The real wall is the one in the stat block. After roughly 119 compilations in a single process, the ANE compiler leaks enough that it simply stops; every compile after that fails. Inference compiles once, so nobody ever noticed — training recompiles every step. maderix's fix is to call exec() every few steps and replace the process with a fresh copy loaded from a checkpoint. The compile budget resets because, as far as the OS is concerned, it's a brand-new process. Process suicide as garbage collection — ugly, but it's what you reach for once you stop expecting a clean API.

The human bit

One aside made me grin: buried in Apple's private code is a class named Desctiptor. Even Apple's own engineers typo their internal APIs.

Where it goes

The wild part is how little of the chip this even uses. maderix measured the training prototype at around 11% of the ANE's peak — bottlenecked not by silicon but by baking weights into every compiled program. The ceiling is far higher than 107 ms a step.

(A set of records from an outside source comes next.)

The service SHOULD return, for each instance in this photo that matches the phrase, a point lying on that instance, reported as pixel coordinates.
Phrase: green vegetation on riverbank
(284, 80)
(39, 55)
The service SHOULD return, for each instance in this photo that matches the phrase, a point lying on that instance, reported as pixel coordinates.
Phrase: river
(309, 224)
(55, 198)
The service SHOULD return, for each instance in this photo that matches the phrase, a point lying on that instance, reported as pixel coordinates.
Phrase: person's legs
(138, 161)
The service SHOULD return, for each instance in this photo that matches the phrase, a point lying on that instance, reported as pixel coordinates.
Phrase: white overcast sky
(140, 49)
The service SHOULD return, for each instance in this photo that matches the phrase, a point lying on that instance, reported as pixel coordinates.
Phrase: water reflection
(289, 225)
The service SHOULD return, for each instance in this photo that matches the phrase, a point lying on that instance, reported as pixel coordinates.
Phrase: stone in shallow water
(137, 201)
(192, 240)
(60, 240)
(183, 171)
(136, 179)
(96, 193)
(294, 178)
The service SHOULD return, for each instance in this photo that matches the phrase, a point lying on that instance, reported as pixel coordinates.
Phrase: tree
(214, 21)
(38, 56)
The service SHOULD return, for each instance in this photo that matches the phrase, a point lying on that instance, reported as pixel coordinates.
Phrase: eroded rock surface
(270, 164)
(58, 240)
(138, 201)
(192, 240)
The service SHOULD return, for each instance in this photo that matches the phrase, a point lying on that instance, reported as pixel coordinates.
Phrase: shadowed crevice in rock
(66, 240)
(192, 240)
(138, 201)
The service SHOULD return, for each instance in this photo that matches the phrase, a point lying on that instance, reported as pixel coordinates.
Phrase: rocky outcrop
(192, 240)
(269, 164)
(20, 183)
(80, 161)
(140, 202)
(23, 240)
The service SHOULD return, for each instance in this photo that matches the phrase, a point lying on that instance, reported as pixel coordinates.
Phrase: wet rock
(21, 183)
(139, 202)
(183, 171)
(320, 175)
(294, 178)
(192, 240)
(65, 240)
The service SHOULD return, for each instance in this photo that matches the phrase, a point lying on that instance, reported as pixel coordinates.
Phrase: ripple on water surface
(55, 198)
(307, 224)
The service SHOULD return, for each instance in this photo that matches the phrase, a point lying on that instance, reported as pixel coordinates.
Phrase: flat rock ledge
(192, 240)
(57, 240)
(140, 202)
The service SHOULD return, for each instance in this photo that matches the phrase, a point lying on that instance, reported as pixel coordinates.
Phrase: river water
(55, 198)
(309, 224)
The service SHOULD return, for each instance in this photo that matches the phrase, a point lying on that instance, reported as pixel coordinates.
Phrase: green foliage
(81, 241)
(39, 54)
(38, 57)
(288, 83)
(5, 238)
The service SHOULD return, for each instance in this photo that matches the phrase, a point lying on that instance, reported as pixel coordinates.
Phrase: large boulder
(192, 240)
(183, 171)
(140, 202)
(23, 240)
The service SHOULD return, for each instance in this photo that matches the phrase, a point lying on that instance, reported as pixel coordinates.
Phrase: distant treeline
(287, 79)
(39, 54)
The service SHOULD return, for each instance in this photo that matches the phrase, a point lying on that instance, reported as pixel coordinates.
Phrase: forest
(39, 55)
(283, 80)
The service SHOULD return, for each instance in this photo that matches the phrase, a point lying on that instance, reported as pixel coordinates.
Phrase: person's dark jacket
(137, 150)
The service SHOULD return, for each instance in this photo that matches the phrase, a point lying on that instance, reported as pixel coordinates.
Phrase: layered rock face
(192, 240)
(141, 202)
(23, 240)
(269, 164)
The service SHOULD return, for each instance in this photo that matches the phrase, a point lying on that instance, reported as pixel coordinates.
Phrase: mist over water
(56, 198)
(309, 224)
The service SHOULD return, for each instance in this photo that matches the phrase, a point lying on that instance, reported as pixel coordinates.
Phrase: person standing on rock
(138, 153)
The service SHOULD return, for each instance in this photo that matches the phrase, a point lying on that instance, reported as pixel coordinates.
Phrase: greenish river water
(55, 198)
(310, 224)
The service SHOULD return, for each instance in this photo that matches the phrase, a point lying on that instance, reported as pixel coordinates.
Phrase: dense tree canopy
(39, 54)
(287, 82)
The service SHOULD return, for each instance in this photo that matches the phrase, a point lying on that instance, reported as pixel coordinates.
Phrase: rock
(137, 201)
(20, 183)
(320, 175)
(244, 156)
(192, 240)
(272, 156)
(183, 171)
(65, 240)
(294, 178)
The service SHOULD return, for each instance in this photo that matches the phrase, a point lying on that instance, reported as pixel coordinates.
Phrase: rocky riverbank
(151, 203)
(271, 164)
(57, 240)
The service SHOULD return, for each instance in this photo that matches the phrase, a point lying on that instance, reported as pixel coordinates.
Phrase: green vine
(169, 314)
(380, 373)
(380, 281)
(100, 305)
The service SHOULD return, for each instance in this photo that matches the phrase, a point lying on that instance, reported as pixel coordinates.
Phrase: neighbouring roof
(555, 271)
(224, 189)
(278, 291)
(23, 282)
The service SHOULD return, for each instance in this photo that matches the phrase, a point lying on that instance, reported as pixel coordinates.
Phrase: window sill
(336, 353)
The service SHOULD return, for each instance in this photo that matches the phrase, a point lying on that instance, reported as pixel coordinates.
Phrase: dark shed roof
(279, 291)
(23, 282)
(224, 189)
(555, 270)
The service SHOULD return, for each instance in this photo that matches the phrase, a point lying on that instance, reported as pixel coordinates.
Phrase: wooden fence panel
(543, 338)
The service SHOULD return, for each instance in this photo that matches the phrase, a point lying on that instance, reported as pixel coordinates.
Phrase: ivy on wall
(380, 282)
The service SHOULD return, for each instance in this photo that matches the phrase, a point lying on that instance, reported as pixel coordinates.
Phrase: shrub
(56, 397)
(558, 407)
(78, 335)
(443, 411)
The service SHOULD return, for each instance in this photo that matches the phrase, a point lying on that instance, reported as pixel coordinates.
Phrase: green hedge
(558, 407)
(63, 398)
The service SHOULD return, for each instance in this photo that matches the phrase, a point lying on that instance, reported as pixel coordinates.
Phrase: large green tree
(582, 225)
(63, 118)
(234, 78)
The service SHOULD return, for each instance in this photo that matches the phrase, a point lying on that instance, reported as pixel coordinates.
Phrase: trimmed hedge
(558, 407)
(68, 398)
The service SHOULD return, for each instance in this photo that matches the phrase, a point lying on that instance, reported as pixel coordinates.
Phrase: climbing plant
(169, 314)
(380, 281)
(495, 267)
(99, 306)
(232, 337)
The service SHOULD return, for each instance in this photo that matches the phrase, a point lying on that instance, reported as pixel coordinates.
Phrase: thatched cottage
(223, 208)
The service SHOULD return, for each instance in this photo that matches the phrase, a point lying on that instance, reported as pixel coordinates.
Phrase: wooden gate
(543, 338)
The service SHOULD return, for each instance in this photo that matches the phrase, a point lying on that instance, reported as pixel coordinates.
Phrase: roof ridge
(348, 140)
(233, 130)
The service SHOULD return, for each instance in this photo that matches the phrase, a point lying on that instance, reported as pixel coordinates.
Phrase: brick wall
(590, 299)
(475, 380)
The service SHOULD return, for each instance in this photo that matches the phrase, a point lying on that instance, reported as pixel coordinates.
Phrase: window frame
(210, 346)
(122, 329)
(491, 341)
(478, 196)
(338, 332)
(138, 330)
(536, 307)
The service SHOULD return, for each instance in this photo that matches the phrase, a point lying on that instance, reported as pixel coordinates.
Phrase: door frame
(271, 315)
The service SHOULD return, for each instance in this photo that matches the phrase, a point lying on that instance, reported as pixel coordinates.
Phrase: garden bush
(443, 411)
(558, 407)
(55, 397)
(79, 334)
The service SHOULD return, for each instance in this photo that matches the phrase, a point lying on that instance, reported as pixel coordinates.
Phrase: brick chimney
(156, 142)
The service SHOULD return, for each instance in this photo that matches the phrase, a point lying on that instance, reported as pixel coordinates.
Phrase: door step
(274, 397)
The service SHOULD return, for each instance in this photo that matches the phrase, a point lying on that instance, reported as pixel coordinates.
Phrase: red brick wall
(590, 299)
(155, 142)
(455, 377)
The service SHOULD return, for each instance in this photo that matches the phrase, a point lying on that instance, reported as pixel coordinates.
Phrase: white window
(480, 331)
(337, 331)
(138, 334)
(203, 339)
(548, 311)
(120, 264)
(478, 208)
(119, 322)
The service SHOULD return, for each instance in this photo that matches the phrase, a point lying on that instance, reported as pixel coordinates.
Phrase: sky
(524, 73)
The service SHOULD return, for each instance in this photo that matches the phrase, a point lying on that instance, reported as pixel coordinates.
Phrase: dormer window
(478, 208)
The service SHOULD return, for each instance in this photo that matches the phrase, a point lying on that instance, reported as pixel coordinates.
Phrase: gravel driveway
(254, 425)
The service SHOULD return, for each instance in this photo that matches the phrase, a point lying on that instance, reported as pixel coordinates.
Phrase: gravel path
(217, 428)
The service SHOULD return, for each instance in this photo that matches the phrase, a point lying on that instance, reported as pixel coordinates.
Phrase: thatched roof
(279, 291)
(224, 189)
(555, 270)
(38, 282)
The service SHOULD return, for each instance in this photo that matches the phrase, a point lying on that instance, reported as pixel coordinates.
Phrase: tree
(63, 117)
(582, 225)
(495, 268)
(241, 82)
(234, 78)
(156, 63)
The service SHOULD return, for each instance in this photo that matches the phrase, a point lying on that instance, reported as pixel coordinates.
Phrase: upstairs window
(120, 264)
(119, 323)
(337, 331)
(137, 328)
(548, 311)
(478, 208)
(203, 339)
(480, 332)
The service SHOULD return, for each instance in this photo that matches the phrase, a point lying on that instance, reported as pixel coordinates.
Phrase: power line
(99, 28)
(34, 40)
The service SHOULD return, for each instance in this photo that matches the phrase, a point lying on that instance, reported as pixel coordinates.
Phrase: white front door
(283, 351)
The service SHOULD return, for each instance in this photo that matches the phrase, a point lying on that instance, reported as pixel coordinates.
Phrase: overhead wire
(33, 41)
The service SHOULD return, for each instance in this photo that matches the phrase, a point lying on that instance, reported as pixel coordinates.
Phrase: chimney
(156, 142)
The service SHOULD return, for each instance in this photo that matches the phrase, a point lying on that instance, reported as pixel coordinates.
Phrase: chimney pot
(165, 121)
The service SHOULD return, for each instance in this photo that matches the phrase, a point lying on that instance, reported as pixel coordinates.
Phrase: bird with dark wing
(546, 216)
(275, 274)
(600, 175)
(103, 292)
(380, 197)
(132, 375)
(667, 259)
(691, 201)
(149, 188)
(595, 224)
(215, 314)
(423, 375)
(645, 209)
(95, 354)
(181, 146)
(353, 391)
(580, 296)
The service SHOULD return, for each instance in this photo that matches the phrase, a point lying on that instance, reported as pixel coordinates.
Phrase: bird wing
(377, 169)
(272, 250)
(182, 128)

And there's more left unmapped. Classes surfaced during discovery that nobody has touched: _ANEChainingRequest (chaining models in a single dispatch, which would gut the per-layer compile overhead) and _ANESharedEvents (Metal-style fences for real GPU↔ANE synchronization). The surface is barely scratched.

If the most power-efficient AI block in a billion devices can learn, not just predict, a few things stop being science fiction: personalization that never leaves the device, federated learning that's finally tolerable at scale, and on-device agents that actually adapt — not a prompt trick, but a model that gets better because it lived on your phone.

Why it stuck

The reason I keep returning to this isn't the numbers. It's that the ANE could do this all along. The constraint was never the silicon — it was a decision made in Cupertino and communicated through silence and private frameworks: "this is for inference."

The line between possible and permitted is always thinner than it looks. Private APIs are still APIs. Undocumented behavior is still behavior. The chip was always a training accelerator. It just needed someone patient enough to ask.